By: Gaurasundara Das Bernal
Class: CMPS-160, Spring 2001
Assignment: Project

Description: A 3D closed room, sparsly populated by additional 3D objects. Included are a chair, a sofa, and a lamp, which is the true source of the light in the world. The camera is rotatable along all three axis and can also "slide" forwards and backwards, always relative the the viewer.

Keys

	'a'     - Zoom forward
	'z'     - Zoom backward
	's'     - Rotate clockwise
	'x'     - Rotate counter-clockwise
	'up'    - Rotate view downward
	'down'  - Rotate view upward
	'left'  - Rotate view left
	'right' - Rotate view right

Technicalities: Things worked on for this project

Completely independent camera
Fully working lighting, based on per-vertex shading (Lighting in previous project was not completed)
"Display list" of objects, and a default-settings definition for each object
Unfinished: Texturing of objects

Comments & Notes:
The focus of this project was threefold. I wanted to get lighting fully-functional -- something I had failed to do in my last project. I also wanted to get a camera that was competely "free" from the true axis in the world, and would always move relative to the viewer. Lastly, I wanted to understand the basics of applying 2D textures to the 3D models.
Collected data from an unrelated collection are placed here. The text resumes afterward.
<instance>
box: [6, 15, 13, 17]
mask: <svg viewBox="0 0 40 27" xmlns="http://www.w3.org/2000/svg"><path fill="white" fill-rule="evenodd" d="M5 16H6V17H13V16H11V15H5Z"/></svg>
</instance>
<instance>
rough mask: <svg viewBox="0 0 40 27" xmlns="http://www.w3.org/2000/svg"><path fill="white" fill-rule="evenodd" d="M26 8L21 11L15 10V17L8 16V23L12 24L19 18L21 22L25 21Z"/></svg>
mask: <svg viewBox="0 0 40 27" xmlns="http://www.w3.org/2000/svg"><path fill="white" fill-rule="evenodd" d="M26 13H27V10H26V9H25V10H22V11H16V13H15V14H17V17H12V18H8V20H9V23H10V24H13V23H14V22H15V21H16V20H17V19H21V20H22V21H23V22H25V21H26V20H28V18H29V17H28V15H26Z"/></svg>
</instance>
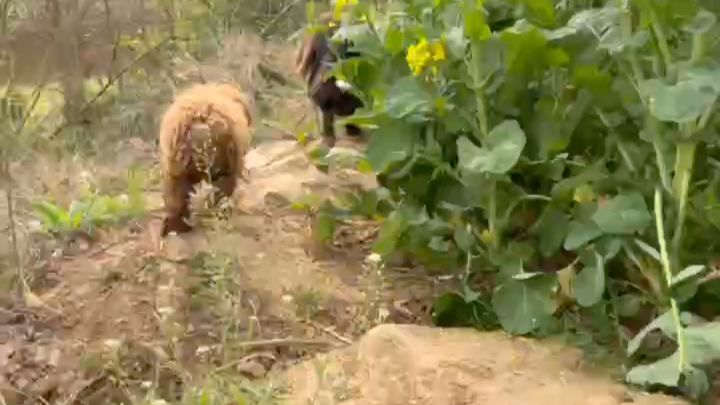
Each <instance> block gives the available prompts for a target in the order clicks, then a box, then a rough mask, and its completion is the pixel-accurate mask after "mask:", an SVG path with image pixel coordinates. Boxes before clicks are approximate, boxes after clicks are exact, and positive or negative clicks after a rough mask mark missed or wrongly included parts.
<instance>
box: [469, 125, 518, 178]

Lighting was the first thing I tackled. From my previous project, I had lighting slightly under controll, but didn't really understand what was happening. So, in order to debug my code, I had to back track and carefully inspect each and every step, sometimes hand-calculating vectors to see if my expectations matched what my program was doing. After finding some flaws in my code, and rewriting some problems, I was able to correctly calculate the normals for each polygon, sum up the polygon normals for each point, and then use these to correctly shade each polygon with glNormal3d().

Then came the more challenging part of this project, an independent camera. I first worked on zooming forwards and backwards, thinking that this would be the easiest of all independent movement. This basically just involves finding the difference between the camera position and the lookAt point. Then multiply it by a magic number that'll determine how "fast" we want to do the zooming.

Next was trying to figure out how to rotate left and rotate right, regardless of the orientation of the camera. This alone took aproximately a day's worth of trial and error, and finally I came up with the idea of creating a new "left" vector, of which I could use to do relative movement. I use a "left" vector, a "forward" vector, and an "up" vector, all of unit-size, all centered at the origin of the camera, as the vectors that assit me in rotating the camera.

When I want to rotate left, I take a fraction of my left vector, add it to my forward vector, and this produces a new vector, which is the equivelent of a "left tick" of my forward vector. I normalize this vector, and rename it my forward vector. I then take my up vector, cross it with my new forward vector, and produce my new left vector. Similar steps are used to do the up-down rotating and the clockwise-counter-clockwise rotations.

Texturing ideas, and code for loading .rgb files, were taken from Ben Gertzfield's source code. As of the writing of this, texturing is yet to work, though.

In order to diplay my world, I had to create a list of objects to be displayed, along with a configurable default settings file that could be associated with each object. This turned out to be a fairly simple, yet powerfull "setup" that allows the basic landscaping of any amount of standard objects.